You are viewing a plain text version of this content. The canonical link for it is here.
Posted to commits@iceberg.apache.org by op...@apache.org on 2021/04/27 11:11:24 UTC

[iceberg] branch master updated: Spark: Add builder to SparkAppenderFactory to handle increasing number of arguments (#2499)

This is an automated email from the ASF dual-hosted git repository.

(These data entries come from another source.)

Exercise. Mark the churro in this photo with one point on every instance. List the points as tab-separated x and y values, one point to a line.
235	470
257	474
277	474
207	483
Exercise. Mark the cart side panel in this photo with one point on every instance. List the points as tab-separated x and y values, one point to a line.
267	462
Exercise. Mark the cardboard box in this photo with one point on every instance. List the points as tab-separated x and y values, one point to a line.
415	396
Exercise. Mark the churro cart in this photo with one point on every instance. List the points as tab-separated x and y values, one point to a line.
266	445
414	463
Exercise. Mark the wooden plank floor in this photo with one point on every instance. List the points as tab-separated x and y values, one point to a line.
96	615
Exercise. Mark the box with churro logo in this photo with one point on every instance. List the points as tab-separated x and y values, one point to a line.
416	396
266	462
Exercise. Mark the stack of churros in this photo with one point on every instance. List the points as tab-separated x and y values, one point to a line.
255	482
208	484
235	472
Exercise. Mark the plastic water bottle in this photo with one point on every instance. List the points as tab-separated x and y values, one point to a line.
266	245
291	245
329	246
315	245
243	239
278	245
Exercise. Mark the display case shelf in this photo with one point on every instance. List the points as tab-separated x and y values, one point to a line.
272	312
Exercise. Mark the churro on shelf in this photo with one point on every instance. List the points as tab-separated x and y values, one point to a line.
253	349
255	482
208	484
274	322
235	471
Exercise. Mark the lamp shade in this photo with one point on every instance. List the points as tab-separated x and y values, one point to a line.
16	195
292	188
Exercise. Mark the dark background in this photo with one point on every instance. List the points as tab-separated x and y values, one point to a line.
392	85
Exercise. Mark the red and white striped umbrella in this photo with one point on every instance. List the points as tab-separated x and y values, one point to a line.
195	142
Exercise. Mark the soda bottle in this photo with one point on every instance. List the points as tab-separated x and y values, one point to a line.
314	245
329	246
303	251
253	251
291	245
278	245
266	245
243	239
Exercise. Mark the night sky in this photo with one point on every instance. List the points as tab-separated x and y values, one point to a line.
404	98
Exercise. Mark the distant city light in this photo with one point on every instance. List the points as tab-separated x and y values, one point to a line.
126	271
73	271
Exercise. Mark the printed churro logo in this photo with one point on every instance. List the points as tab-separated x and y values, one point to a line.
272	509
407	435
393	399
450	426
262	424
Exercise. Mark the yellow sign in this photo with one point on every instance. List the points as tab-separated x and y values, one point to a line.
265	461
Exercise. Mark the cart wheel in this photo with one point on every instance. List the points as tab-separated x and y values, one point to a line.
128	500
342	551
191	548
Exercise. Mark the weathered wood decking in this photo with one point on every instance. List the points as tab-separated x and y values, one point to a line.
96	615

openinx pushed a commit to branch master
in repository https://gitbox.apache.org/repos/asf/iceberg.git


The following commit(s) were added to refs/heads/master by this push:
     new 172ecb5  Spark: Add builder to SparkAppenderFactory to handle increasing number of arguments (#2499)
172ecb5 is described below

commit 172ecb554f0e78dd374e65cf348f0c56841b81ee
Author: Szehon Ho <sz...@gmail.com>
AuthorDate: Tue Apr 27 13:11:12 2021 +0200

    Spark: Add builder to SparkAppenderFactory to handle increasing number of arguments (#2499)
---
 .../iceberg/spark/source/RowDataRewriter.java      |  3 +-
 .../iceberg/spark/source/SparkAppenderFactory.java | 72 ++++++++++++++++++----
 .../spark/source/TestSparkAppenderFactory.java     |  6 +-
 .../spark/source/TestSparkMergingMetrics.java      | 26 +++++++-
 .../org/apache/iceberg/spark/source/Writer.java    |  2 +-
 .../apache/iceberg/spark/source/SparkWrite.java    |  2 +-
 6 files changed, 90 insertions(+), 21 deletions(-)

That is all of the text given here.